Les enjeux de la sécurité numérique en Afrique - cas de la résilience cyber au niveau africain
Dans le cadre du Cyber Africa Forum 2022 qui s’est tenu à Abidjan les 09 et 10 Mai, de nombreux acteurs de la cybersécurité en Afrique ont pris part aux différents panels dont l’un des acteurs majeurs ESET-FRANCE. Africa Cybersecurity Mag vous propose dans cette interview avec Julien Jean, Directeur Général ESET-France et ESET Afrique francophone de revenir sur les enjeux de la sécurité numérique en Afrique et spécifiquement sur la résilience cyber au niveau africain.
Africa CyberSécurity Mag : ESET France et Afrique Francophone s'investissent activement dans la Cybersécurité en Afrique, pourquoi avoir fait le choix d’un engagement en Afrique à l'heure de la transformation digitale sur ce continent ?

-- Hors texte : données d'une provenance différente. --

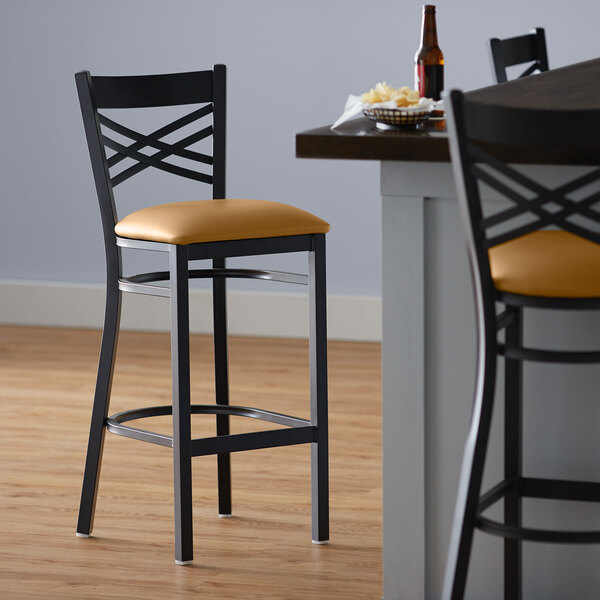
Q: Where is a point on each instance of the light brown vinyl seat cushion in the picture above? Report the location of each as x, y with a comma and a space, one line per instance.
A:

Julien JEAN : Il faut d’abord souligner qu’historiquement, nous sommes proches de l’Afrique francophone de par la langue, ce qui est un facteur déjà important dans le choix de notre positionnement. L’Afrique connait et connaîtra en effet un développement rayonnant. Nous voulons de par ce fait être acteur de cette émergence qui s’observe et s’annonce pour les prochaines années. Au-delà de fournir nos produits et nos services aux entreprises africaines dans le domaine cyber, notre ambition c’est aussi d'être investi dans la sensibilisation, la prévention, l'accompagnement des acteurs publics et parapublics. Ceci pour vraiment démocratiser et aider à ce que le domaine de la cybersécurité prenne plus de force en Afrique.
Africa CyberSecurity Mag : Vous avez participé lors de la 2ème édition du Cyber Africa Forum à un panel de haut niveau sur la Cyber-Résilience. Quelles sont les solutions pour améliorer la cyber résilience dans un contexte de pandémie ?
Julien JEAN : Il faut dans un premier temps souligner que les solutions sont multiples mais nous nous attarderons sur les principales. Le premier point important, c'est de pouvoir connaître son réseau en profondeur sous tous les aspects, connaître sa surface ainsi que son niveau de risque, pour pouvoir ensuite protéger son réseau. Le deuxième point très important, c'est d'être capable de déployer des outils, des équipements qui puissent protéger le réseau. Ensuite, il y a la notion de mise à jour de ces outils qui est très importante et qui n'est malheureusement pas assez suivie. Ceci doit être fait en permanence.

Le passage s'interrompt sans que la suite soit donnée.